Highlights & Insights

  • The paradigm of "prototype space once + five pullbacks": Previously, every new manifold metric required hand-crafting a set of layers. Here, all Log-Euclidean geometries are merged into a single proof of Euclidean MLR via \(\phi\)-isometry. Adding a new metric only requires calculating \(\phi_{*, I}\), making it highly reusable.
  • Trivialization as the bridge between Riemannian geometry and PyTorch: Keeping learnable parameters in the tangent space and using \(\mathrm{Exp}\) to push them back to manifold parameters prevents over-parameterization and allows for the direct use of Euclidean optimizers, which is engineering-friendly.
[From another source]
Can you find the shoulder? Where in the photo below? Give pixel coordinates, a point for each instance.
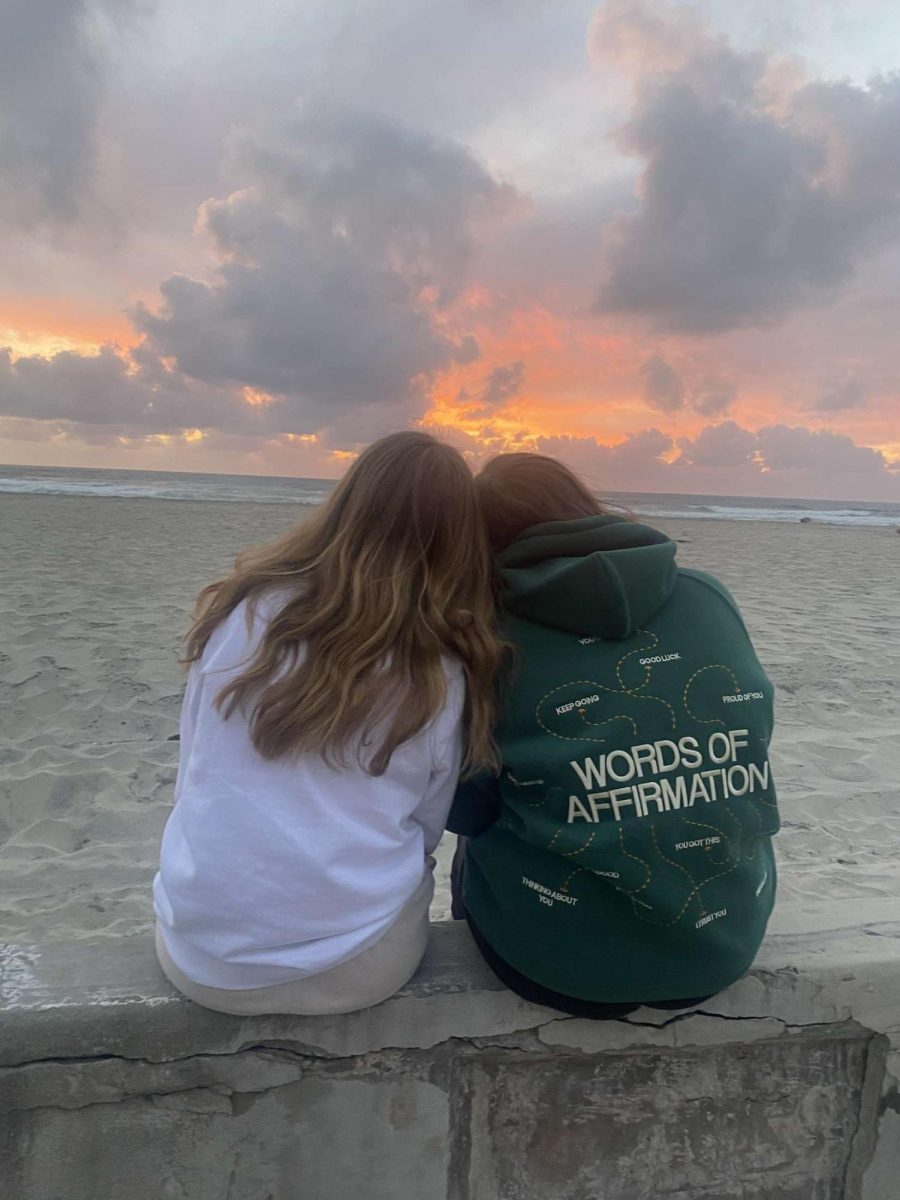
(235, 640)
(712, 587)
(455, 681)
  • Precise backpropagation of implicit operators: Solving for the Jacobian using the implicit function theorem after writing iterative operators as implicit functions is a versatile technique used in OT, fixed-point layers, and DEQ. It is a training trick worth reusing in geometric deep learning.

Limitations & Future Work

  • Only five existing metrics are covered; other geometries on \(\mathrm{Cor}^+(n)\) with non-trivial curvature (such as quotient metrics or affine-invariant versions of correlation) have not been layered yet.
  • Experiments still focus on traditional SPD benchmarks with medium \(n\) (signals/skeletons) and have not addressed larger scale, image-level covariance/correlation tasks (e.g., visual second-order pooling).
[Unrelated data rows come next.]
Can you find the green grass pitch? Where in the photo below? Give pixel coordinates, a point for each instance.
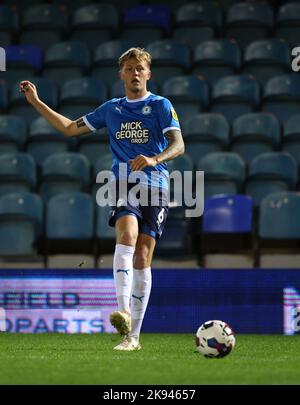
(165, 359)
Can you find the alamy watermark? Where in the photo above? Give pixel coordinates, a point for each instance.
(2, 60)
(178, 189)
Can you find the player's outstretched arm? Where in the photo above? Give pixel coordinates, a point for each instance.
(58, 121)
(174, 149)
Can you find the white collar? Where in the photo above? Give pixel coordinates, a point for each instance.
(139, 99)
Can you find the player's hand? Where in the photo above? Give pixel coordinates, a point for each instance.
(141, 161)
(29, 90)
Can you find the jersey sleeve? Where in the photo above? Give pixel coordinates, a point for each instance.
(167, 116)
(97, 118)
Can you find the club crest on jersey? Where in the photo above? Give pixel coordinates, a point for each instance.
(146, 110)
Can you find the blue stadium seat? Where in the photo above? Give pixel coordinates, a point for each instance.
(69, 223)
(282, 96)
(249, 21)
(17, 173)
(3, 96)
(94, 145)
(228, 214)
(64, 172)
(142, 37)
(151, 15)
(270, 172)
(254, 134)
(205, 133)
(169, 58)
(43, 25)
(288, 23)
(207, 14)
(224, 173)
(189, 95)
(291, 137)
(267, 58)
(216, 59)
(235, 95)
(12, 133)
(44, 140)
(105, 57)
(21, 224)
(81, 96)
(22, 61)
(176, 240)
(279, 220)
(193, 36)
(227, 224)
(94, 24)
(117, 89)
(9, 20)
(18, 105)
(66, 60)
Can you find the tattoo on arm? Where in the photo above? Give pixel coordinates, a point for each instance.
(80, 123)
(175, 148)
  • Metrics must be manually specified. In the future, using hypernetworks or learned metrics to automatically select between ECM/LECM/OLM/LSM/PHCM could eliminate explicit parameter tuning.
  • PHCM relies on products of Poincaré balls, where the number of hemispheres grows linearly with \(n\). For extremely large \(n\), it may not be as scalable as ECM.
  • vs. SPDNet series (Huang & Van Gool 2017, Brooks et al. 2019, Chen et al. 2024): While they develop geometric layers for the covariance side, this paper shifts to the correlation side. The advantage is that the correlation manifold has lower dimensionality and more geometric options, yielding significant gains for tasks like EEG and motion where diagonal variance is high. The disadvantage is the need to rebuild the metric catalog.
  • vs. Poincaré Networks (Ganea et al. 2018, Shimizu et al. 2021): They develop layers on a single Poincaré ball; the PHCM portion of this paper effectively reuses these layers directly on the correlation manifold in product space \(\mathrm{PPS}^{n-1}\) in a very clean geometric manner.
  • vs. Unified manifold MLR (Chen et al. 2024c): They use Riemannian trigonometry to approximate hyperplane distances, whereas this paper provides a direct closed-form solution to Eq. (4) under Log-Euclidean metrics, avoiding approximation errors and resulting in a more organized structure.
  • vs. Grassmann Networks (GrNet, GyroGr): Grassmann uses subspace representations, while this paper uses correlation structures. The latter retains more second-order statistical information, offering stronger discriminative power on long-sequence motions like HDM05/NTU120.